Für Fabius ist es die Krönung einer langen Karriere. Schon 1984 war der heute 69-Jährige Sozialist jüngster Premierminister Frankreichs geworden. Seit drei Jahren ist er als Aussenminister Frankreichs in seinem diplomatischen Element; den Atomverhandlungen mit dem Iran drückte er den Stempel ebenso auf wie den Syriengesprächen.

Das Klimaabkommen ist in erster Linie sein Werk.Sein Vorgesetzter, Präsident François Hollande, machte nur eine Vorgabe, die vor allem innen- und wahlpolitisch motiviert war: Egal wie es ausfällt - ein Abkommen musste her. Fabius hielt sich daran.

Er analysierte genau, warum der Klimagipfel von Kopenhagen 2009 gescheitert war. In Le Bourget bei Paris vereinte er die Staats- und Regierungschef am 30. November nur noch zu einem feierlichen Auftakt; ansonsten liess er die Unterhändler walten. Die einzelnen nationalen Beiträge holte er zudem schon im voraus ein, um die Verhandlungen an der Konferenz zu entlasten.

In Le Bourget förderte er geschickt die Bildung von «Koalitionen» – etwa der «Ehrgeizigen» – und so genannter Spinoff-Groups. Damit gelang es ihm, die Fronten aufzubrechen und eine lähmende Blockbildung wie 2009 zu verhindern.

Fabius‘ rundherum begrüsste Taktik bestand darin, volle Transparenz über den Verlauf der Gespräche zu schaffen. Gleichzeitig behielt er aber oft als einziger den Überblick über die transversalen Themen über die Gruppenverhandlungen hinweg.

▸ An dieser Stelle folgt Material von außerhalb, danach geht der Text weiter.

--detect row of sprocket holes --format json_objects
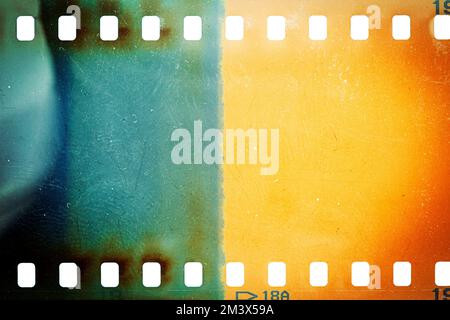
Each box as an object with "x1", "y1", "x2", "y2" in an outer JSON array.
[
  {"x1": 17, "y1": 15, "x2": 450, "y2": 41},
  {"x1": 17, "y1": 261, "x2": 450, "y2": 288}
]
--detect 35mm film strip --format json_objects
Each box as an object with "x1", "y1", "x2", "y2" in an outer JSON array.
[{"x1": 0, "y1": 0, "x2": 450, "y2": 300}]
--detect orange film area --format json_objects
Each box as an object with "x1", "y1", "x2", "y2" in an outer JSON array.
[{"x1": 222, "y1": 0, "x2": 450, "y2": 299}]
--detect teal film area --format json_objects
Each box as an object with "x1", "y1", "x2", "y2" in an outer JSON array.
[{"x1": 0, "y1": 0, "x2": 223, "y2": 299}]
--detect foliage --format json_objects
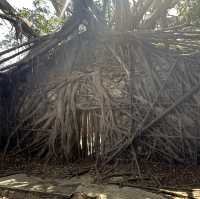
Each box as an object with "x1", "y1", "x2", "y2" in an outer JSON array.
[
  {"x1": 19, "y1": 0, "x2": 63, "y2": 34},
  {"x1": 178, "y1": 0, "x2": 200, "y2": 25}
]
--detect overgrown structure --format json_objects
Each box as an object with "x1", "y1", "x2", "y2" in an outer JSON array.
[{"x1": 0, "y1": 0, "x2": 200, "y2": 172}]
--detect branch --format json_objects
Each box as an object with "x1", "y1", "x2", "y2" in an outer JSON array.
[
  {"x1": 0, "y1": 0, "x2": 38, "y2": 38},
  {"x1": 142, "y1": 0, "x2": 179, "y2": 29}
]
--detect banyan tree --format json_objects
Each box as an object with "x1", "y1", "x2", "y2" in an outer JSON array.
[{"x1": 0, "y1": 0, "x2": 200, "y2": 172}]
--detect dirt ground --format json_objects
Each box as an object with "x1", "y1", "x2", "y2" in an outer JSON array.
[{"x1": 0, "y1": 158, "x2": 200, "y2": 199}]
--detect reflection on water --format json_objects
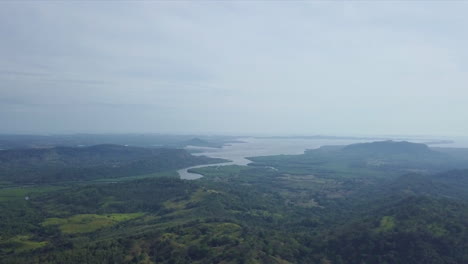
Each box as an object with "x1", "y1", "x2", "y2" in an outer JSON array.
[
  {"x1": 178, "y1": 137, "x2": 468, "y2": 180},
  {"x1": 178, "y1": 138, "x2": 369, "y2": 180}
]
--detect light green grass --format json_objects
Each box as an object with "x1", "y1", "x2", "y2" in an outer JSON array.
[
  {"x1": 42, "y1": 213, "x2": 144, "y2": 234},
  {"x1": 0, "y1": 186, "x2": 65, "y2": 202},
  {"x1": 0, "y1": 235, "x2": 48, "y2": 253}
]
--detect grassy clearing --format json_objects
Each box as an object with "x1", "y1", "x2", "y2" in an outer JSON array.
[
  {"x1": 42, "y1": 213, "x2": 144, "y2": 234},
  {"x1": 0, "y1": 186, "x2": 66, "y2": 202},
  {"x1": 93, "y1": 171, "x2": 179, "y2": 183},
  {"x1": 0, "y1": 235, "x2": 48, "y2": 253}
]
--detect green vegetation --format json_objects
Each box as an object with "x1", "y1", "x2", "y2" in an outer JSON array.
[
  {"x1": 42, "y1": 213, "x2": 143, "y2": 234},
  {"x1": 0, "y1": 142, "x2": 468, "y2": 264},
  {"x1": 0, "y1": 145, "x2": 225, "y2": 184}
]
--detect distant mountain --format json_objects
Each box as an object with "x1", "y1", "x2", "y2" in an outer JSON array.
[
  {"x1": 0, "y1": 144, "x2": 224, "y2": 184},
  {"x1": 343, "y1": 140, "x2": 432, "y2": 155},
  {"x1": 181, "y1": 138, "x2": 223, "y2": 148}
]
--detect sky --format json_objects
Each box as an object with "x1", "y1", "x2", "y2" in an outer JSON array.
[{"x1": 0, "y1": 1, "x2": 468, "y2": 135}]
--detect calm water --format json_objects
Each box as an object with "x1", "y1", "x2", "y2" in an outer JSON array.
[{"x1": 178, "y1": 138, "x2": 468, "y2": 180}]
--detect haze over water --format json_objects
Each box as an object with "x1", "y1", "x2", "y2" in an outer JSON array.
[{"x1": 178, "y1": 137, "x2": 468, "y2": 180}]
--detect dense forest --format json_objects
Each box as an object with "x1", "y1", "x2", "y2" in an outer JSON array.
[{"x1": 0, "y1": 141, "x2": 468, "y2": 264}]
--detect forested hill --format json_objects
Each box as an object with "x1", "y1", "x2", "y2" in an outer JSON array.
[
  {"x1": 343, "y1": 140, "x2": 434, "y2": 155},
  {"x1": 0, "y1": 144, "x2": 227, "y2": 184}
]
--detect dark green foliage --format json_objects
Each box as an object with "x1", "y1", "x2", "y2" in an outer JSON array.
[
  {"x1": 0, "y1": 141, "x2": 468, "y2": 264},
  {"x1": 0, "y1": 145, "x2": 224, "y2": 184}
]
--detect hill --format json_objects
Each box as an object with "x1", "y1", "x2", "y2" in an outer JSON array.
[
  {"x1": 343, "y1": 140, "x2": 432, "y2": 155},
  {"x1": 0, "y1": 144, "x2": 224, "y2": 184}
]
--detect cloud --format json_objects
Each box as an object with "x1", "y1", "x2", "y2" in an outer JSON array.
[{"x1": 0, "y1": 2, "x2": 468, "y2": 134}]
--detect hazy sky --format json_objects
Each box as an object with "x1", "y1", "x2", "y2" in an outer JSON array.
[{"x1": 0, "y1": 1, "x2": 468, "y2": 135}]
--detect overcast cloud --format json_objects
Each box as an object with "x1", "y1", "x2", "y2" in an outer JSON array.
[{"x1": 0, "y1": 1, "x2": 468, "y2": 135}]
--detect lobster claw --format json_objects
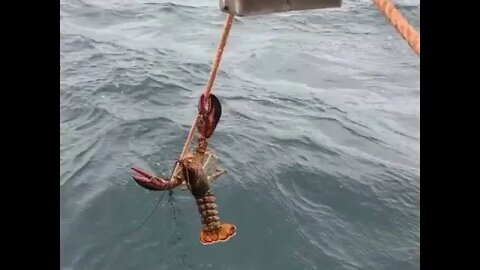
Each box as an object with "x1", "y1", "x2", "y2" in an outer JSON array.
[
  {"x1": 197, "y1": 94, "x2": 222, "y2": 139},
  {"x1": 132, "y1": 168, "x2": 168, "y2": 190}
]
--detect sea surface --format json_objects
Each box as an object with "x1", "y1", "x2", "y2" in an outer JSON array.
[{"x1": 60, "y1": 0, "x2": 420, "y2": 270}]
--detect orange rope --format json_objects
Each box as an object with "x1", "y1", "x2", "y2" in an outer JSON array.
[
  {"x1": 373, "y1": 0, "x2": 420, "y2": 55},
  {"x1": 170, "y1": 14, "x2": 234, "y2": 179}
]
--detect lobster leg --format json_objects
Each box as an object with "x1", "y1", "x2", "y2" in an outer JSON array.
[{"x1": 207, "y1": 169, "x2": 227, "y2": 184}]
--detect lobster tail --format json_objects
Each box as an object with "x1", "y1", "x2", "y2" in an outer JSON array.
[{"x1": 197, "y1": 191, "x2": 237, "y2": 245}]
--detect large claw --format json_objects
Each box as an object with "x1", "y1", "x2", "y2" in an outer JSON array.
[{"x1": 132, "y1": 168, "x2": 178, "y2": 190}]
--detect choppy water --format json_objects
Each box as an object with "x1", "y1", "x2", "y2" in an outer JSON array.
[{"x1": 60, "y1": 0, "x2": 420, "y2": 270}]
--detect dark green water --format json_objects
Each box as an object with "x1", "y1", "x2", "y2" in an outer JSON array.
[{"x1": 60, "y1": 0, "x2": 420, "y2": 270}]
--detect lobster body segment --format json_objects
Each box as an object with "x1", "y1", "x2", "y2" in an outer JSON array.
[{"x1": 132, "y1": 94, "x2": 237, "y2": 245}]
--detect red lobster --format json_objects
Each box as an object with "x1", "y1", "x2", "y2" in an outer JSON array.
[{"x1": 132, "y1": 94, "x2": 237, "y2": 244}]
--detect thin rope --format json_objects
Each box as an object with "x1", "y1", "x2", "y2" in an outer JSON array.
[
  {"x1": 373, "y1": 0, "x2": 420, "y2": 56},
  {"x1": 170, "y1": 14, "x2": 234, "y2": 179}
]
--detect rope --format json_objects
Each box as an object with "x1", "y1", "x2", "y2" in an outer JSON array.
[
  {"x1": 373, "y1": 0, "x2": 420, "y2": 56},
  {"x1": 170, "y1": 14, "x2": 234, "y2": 179}
]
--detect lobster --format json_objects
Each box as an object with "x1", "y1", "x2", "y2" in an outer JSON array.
[{"x1": 132, "y1": 94, "x2": 237, "y2": 245}]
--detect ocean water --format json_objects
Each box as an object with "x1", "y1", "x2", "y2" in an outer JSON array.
[{"x1": 60, "y1": 0, "x2": 420, "y2": 270}]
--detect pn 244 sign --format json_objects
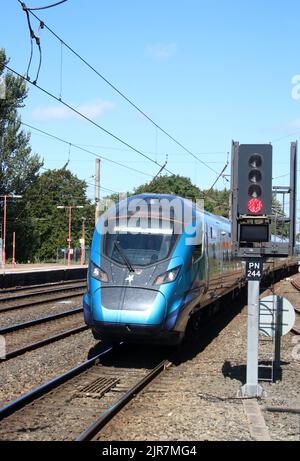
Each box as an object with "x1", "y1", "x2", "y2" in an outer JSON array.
[{"x1": 246, "y1": 259, "x2": 263, "y2": 280}]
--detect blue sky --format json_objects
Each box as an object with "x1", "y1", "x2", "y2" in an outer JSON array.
[{"x1": 0, "y1": 0, "x2": 300, "y2": 217}]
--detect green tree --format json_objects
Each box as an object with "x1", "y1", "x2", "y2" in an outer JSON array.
[
  {"x1": 0, "y1": 49, "x2": 42, "y2": 195},
  {"x1": 16, "y1": 169, "x2": 95, "y2": 261}
]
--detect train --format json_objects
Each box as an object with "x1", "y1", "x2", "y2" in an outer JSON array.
[{"x1": 83, "y1": 194, "x2": 298, "y2": 345}]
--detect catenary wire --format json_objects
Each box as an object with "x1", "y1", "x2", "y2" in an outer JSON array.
[
  {"x1": 20, "y1": 10, "x2": 228, "y2": 181},
  {"x1": 5, "y1": 65, "x2": 174, "y2": 175}
]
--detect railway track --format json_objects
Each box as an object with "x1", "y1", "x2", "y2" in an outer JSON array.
[
  {"x1": 0, "y1": 344, "x2": 171, "y2": 441},
  {"x1": 0, "y1": 308, "x2": 88, "y2": 361},
  {"x1": 291, "y1": 280, "x2": 300, "y2": 335},
  {"x1": 0, "y1": 281, "x2": 86, "y2": 313},
  {"x1": 0, "y1": 278, "x2": 86, "y2": 299}
]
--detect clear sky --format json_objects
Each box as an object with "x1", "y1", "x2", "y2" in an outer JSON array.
[{"x1": 0, "y1": 0, "x2": 300, "y2": 216}]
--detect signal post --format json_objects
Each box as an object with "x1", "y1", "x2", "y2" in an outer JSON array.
[{"x1": 231, "y1": 142, "x2": 297, "y2": 397}]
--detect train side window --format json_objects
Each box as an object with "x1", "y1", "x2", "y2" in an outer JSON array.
[
  {"x1": 192, "y1": 243, "x2": 202, "y2": 264},
  {"x1": 210, "y1": 227, "x2": 217, "y2": 239}
]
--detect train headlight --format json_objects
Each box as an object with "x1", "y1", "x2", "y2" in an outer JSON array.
[
  {"x1": 154, "y1": 266, "x2": 181, "y2": 285},
  {"x1": 90, "y1": 263, "x2": 108, "y2": 282}
]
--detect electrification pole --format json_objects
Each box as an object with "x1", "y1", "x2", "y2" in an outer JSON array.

Dabei folgte er dem «Indaba»-Prinzip südafrikanischer Zulu-Stämme, das er vier Jahre zuvor bei der Klimakonferenz in Durban gelernt hatte. Diese chaotisch scheinende, in Wahrheit aber sehr kreative Verhandlungsführung erlaubte es ebenfalls, Blockaden aufzusprengen und einen Stillstand zu vermeiden.

Zum Schluss folgte Fabius aber nur noch seinem eigenen Riecher. Am Donnerstag reduzierte er die Spinoff-Gruppen wieder, um die Gespräche zu kanalisieren. Einen Tag später legte er einen Entwurf für ein Schlussdokument vor, obwohl eine Einigung noch in weiter Ferne schien.

Am Samstag ging er aufs Ganze und erklärte, dieses letzte Dokument sei «à prendre ou à laisser» - entweder in seiner Gesamtheit anzunehmen oder zurückzuweisen.

Die Amerikaner liessen sich von dem Bluff nicht beeindrucken und verlangten nochmals eine Wortänderung von «shall» in «should», um nicht schlechter als die Chinesen dazustehen. Damit drohte allerdings eine neue Einsprache aus Peking.

Fabius zeigte sich noch einmal flexibel, nahm die US-Forderung eigenmächtig ins Papier und liess, noch bevor China aufbegehren konnte, den Hammer sausen. Die deutsche Umweltministerin Barbara Hendricks zog den Hut: «Das ist schon hohe diplomatische Schule, was Laurent Fabius uns hier gezeigt hat.»

Natürlich standen, wie der Angesprochene am Samstag selber erklärte, auch die Sterne günstiger für die Konferenz von Paris als für «Kopenhagen». Aber ohne den französischen Aussenminister hätte es womöglich gar kein Abkommen gegeben.

Vielleicht wurde ihm die Tragweite seines Handelns zum Schluss selber bewusst: Am Samstag zeigte er einen Riss in seiner jovialen Fassade und seinem diplomatischen Panzer, als sein Stimme bröckelte und der sichtlich erschöpfte Politveteran gegen die Tränen kämpfen musste.

Es war ein kurzer, sehr menschlicher Moment, und die Delegierten im Saal quittierten es mit Szenenapplaus, der nur etwas besagen konnte: «Merci, Monsieur Fabius!»